Anthony grasped only the larger implications of this speech, its opposition to that love which he had felt as a misty sort of glory, as intangible as the farthest star, as fragrant as a rose in the fingers. There was an undeniable weight of solid sense in what Annot had said. She knew a great deal more than himself, more—yes—than Eliza, more than anybody he had before known; and, in the face of her overwhelmingly calm and superior knowledge, his vision of love as eternal, changeless, his ecstatic dreams of Eliza with the dim, magic white lilacs in her arms, grew uncertain, pale. Love, viewed with Annot's clear eyes, was a commonplace occurrence, and marriage the merest, material convenience: there was nothing sacred about it, or in anything—death, birth, or herself.

And was not the biologist, with his rows of labelled plants and bones, his courageous questioning of the universe, of God Himself, bigger than the majority of men with their thin covering of cant, the hypocrisy in which they cloaked their doubts, their crooked politics and business? Rufus Hardinge's conception of things, Annot's reasoning and patent honesty, seemed more probable, more convincing, than the accepted romantic, often insincere, view of living, than the organ-roll and stained glass attitude.

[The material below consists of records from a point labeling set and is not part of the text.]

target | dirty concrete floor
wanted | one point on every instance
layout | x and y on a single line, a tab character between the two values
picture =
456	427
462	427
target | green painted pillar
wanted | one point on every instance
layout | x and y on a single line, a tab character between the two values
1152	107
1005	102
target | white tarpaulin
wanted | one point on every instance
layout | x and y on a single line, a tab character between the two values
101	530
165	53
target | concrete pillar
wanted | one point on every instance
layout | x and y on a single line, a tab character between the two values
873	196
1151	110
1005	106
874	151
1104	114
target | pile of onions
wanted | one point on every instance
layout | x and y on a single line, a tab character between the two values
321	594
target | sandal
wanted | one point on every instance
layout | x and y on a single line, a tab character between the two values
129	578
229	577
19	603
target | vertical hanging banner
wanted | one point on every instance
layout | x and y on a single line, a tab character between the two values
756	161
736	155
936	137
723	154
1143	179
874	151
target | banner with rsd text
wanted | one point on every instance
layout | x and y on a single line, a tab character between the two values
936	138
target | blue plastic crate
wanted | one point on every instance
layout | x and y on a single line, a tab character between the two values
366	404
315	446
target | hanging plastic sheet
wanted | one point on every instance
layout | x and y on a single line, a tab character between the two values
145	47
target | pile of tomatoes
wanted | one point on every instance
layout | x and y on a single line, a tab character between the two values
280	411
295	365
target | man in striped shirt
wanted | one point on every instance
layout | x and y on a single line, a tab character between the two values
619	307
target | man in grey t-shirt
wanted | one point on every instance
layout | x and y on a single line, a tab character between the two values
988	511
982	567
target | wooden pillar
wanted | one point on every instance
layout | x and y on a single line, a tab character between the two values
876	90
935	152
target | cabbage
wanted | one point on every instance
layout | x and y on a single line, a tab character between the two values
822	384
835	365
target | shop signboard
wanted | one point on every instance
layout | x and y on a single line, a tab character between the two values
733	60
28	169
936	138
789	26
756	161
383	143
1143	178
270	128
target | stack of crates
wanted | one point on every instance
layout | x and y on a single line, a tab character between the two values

In his new rationalism he eyed the world with gloomy prescience; he had within him the somber sense of slain illusions; all this, he felt, was proper to increasing years and experience; yet, between them, they emptied the notable bag of licorice.

Annot rested a firm palm upon his shoulder and sprang to the ground, and they walked directly and silently back. “It's a mistake to discuss things,” Annot discovered to him from the door of her room, “they should be lived; thus Zarathustrina.”